Brave marin revient de guerre,

Tout doux.               

Tout mal chaussé, tout mal vêtu,

Pauvre marin, d’où reviens-tu ?

Tout doux.               

 

(Le retour du Marin :

Complainte des pays de l’Ouest).

 

Le bourg de Sainte-Clotilde s’étage sur le versant du soleil d’un robuste plateau râpé par les vents. Le Bas-du-Bourg, c’est encore le bocage ; le Haut-du-Bourg, c’est déjà le granit, la bruyère, le blé noir. Deux mondes, en somme, mais si bien soudés l’un à l’autre, que leurs vies se mêlent et s’unissent parfois. Les vieux ont peut-être une préférence trop marquée pour leur quartier natal ; on a vu, par contre, des filles de la rue de la Gare, qui est plutôt vers le bas, épouser des gâs de la place de la Fontaine qui est en haut. Et l’on se rend volontiers visite d’un endroit à l’autre. Cela vaut la peine d’être dit, tant il y a de villages où une simple différence d’altitude crée entre quartiers des inimitiés tenaces. Mais ici, c’est la nature qui donne le bon exemple. Ainsi, on voit des abeilles ayant butiné toute une matinée de Juin sur les champs de blé noir essaimer le soir vers les prés-bas. Elles n’en conçoivent apparemment ni crainte, ni fierté, et continuent à vivre des jours et des jours, accrochées à une maîtresse branche de chêne, jusqu’à ce qu’on ait remarqué leur présence.

On vient alors quérir le Père Matelot qui est comme le spécialiste du pays dans l’élevage des avettes. Le vieux ne se fait jamais prier. Il descend jusqu’à l’endroit indiqué, muni d’une ruche de paille, de son échelle, de sa faucille, et d’une pierre de grès. Ni masque, ni gants, ni enfumoir. Il dresse l’échelle contre le tronc de l’arbre, suspend la ruche sous l’essaim, et de sa pierre frappe la faucille en répétant inlassablement : « Ali, ali, ali, ali... ». Bercées par cette incantation monotone, éblouies de tintements ensoleillés, les avettes s’endorment. Elles se détachent peu à peu de leur branche et tombent doucement au fond de la ruche. Lorsqu’elles se réveillent, elles se trouvent déjà installées comme il faut, et chez elles, parmi la bruyère et le sarrasin.

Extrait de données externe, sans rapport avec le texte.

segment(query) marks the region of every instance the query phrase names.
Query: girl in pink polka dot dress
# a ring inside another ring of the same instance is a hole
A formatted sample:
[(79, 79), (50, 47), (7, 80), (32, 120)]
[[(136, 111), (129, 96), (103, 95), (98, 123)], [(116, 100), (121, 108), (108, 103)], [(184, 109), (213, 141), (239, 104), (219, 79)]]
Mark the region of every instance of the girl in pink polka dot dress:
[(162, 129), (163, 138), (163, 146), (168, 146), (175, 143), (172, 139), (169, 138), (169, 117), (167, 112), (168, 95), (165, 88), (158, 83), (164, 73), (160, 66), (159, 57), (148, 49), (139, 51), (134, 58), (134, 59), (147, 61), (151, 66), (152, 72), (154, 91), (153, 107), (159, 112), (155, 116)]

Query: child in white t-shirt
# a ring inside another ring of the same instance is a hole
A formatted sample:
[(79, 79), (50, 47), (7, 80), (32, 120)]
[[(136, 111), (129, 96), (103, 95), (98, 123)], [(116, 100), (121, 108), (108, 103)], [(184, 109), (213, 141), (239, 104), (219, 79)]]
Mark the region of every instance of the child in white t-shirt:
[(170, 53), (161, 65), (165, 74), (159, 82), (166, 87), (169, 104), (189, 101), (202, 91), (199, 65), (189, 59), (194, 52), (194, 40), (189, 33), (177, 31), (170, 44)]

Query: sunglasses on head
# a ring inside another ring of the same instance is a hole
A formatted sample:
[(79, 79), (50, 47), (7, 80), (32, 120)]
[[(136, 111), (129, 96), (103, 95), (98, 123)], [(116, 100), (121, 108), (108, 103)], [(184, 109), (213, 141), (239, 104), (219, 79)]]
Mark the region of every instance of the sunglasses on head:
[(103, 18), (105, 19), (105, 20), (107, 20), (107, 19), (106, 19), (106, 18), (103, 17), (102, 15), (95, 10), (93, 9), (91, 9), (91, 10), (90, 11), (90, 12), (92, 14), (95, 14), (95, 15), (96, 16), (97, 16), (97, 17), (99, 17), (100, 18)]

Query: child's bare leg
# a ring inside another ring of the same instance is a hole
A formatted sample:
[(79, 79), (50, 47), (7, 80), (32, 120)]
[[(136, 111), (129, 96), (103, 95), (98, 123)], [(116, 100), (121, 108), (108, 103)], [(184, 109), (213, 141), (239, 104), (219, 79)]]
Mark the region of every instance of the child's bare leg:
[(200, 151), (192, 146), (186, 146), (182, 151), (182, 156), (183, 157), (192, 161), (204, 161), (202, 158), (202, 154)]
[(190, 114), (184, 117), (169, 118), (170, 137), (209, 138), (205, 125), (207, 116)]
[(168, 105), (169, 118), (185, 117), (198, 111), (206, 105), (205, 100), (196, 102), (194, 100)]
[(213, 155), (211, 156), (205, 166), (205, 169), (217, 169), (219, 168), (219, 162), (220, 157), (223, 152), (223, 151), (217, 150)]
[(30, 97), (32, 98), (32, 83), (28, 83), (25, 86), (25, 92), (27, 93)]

Le Père Matelot ne réclame jamais rien pour sa peine. Aussi, on a plaisir à l’inviter pour un verre, ou même à une mangerie de boudins comme il est d’usage en nos pays vers les temps de Pâques ou de Noël. Il s’estimerait assez récompensé par l’agrément qu’il prend à soigner les avettes ; néanmoins, il accepte toujours ; il sait que les gens n’aiment pas être redevables. Alors on le voit, allant et venant, sur la lande, dans la plaine, cueillant des essaims, trinquant dans les fermes, tel un vieux bourdon inquiet et empressé, et sans plus de parti pris pour l’une ou l’autre moitié de la commune que ses élégantes et volages mouches à miel.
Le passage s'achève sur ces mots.